La décision que rendra cette Cour est susceptible de modifier le droit de la famille au Québec de façon importante et, par le fait même, la vie d'environ 1,2 million de Québécois qui vivent actuellement en union libre.

On se rappelle que Lola a échoué devant la Cour supérieure du Québec en juillet 2009 alors que l'honorable juge, Carole Hallée, rejetait ses demandes, notamment, pour une pension alimentaire pour elle-même, une somme globale, le partage du patrimoine familial, le partage de la société d'acquêts et une réserve de droits quant à une prestation compensatoire. L'honorable juge, Carole Hallée, de la Cour supérieure du Québec avait alors statué que la loi québécoise régissant les conjoints de fait était valide et non discriminatoire.

En novembre 2010, la Cour d'appel du Québec sous la plume de l'honorable Julie Dutil en arrivait à une conclusion différente et concluait que la loi québécoise était discriminatoire à l'égard des conjoints de fait et confirmait le droit de Lola de réclamer une pension alimentaire d'Éric mais sans toucher à l'aspect du patrimoine familial et de la société d'acquêts. Par le fait même, la Cour d'appel demandait au gouvernement du Québec de modifier la loi en conséquence, cela devant être fait dans un délai d'un an.

Cette décision a été portée en appel devant la Cour suprême du Canada et les différentes parties impliquées ont pu présenter devant les neuf juges de cette cour leurs arguments. Essentiellement, la décision du plus haut tribunal du pays devra déterminer s'il faut respecter le libre choix des milliers de couples vivant en union libre au Québec ou plutôt assurer leur protection en leur accordant les mêmes droits et les mêmes obligations que les couples mariés ou unis civilement. Ce sont ces deux points fondamentaux, soit la liberté de choix ou la discrimination, qui ont été au coeur des plaidoiries des sept avocats représentant les différentes parties au litige devant la Cour suprême.

Si la Cour suprême donne raison à Lola, cette dernière pourra se présenter devant la Cour supérieure du Québec afin de réclamer la pension alimentaire pour elle-même qui lui avait été d'abord refusée par la Cour supérieure du Québec en juillet 2009. Il est également à prévoir que ce jugement déterminera dans quelle mesure la protection relativement aux conjoints de fait doit s'appliquer et se prononcer sur les effets rétroactifs de ce jugement. ?
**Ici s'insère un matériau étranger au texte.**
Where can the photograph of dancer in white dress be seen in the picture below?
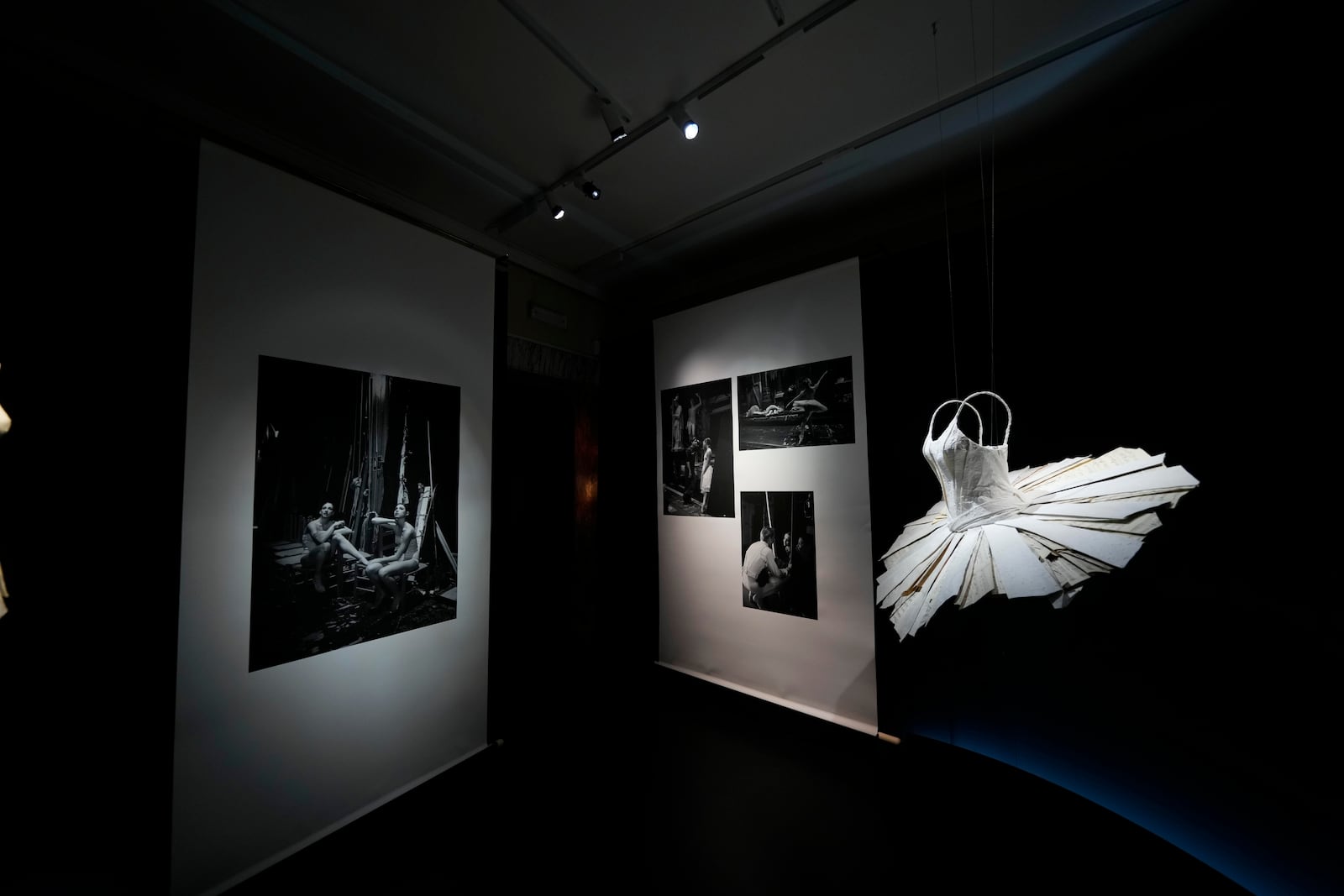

Il faut souligner que la Cour suprême du Canada, en 2002, lors d'un jugement portant sur un appel d'une décision de la Cour d'appel de la Nouvelle-Écosse, avait déjà déclaré que la différence de traitement entre les gens mariés et les conjoints de fait n'était pas discriminatoire. Il faut cependant rappeler que cette province ainsi que toutes les autres provinces du Canada ont des dispositions régissant les demandes alimentaires entre conjoints de fait et que le Québec demeure la seule province à ne pas avoir de telles dispositions.

Cette affaire est maintenant entre les mains des neuf juges de la Cour suprême du Canada qui rendra cette décision d'ici la fin de l'année 2012. Quel que soit le résultat, il est certain que cela provoquera des réactions diverses autour de nous et plus particulièrement pour ceux qui vivent actuellement en union de fait. Cela n'est pas sans rappeler les modifications législatives adoptées en 1989 qui ont introduit au Québec les dispositions du Code civil du Québec concernant le patrimoine familial.

Nous attendons avec impatience le résultat de ce long débat devant nos cours de justice, débat qui a dépassé l'enjeu entre Lola et Éric et qui est maintenant devenu celui de plus d'un million de Québécois et de Québécoises.

Il est probable que la société québécoise et, par le fait même le législateur, constateront qu'une réflexion sérieuse s'impose sur le sujet.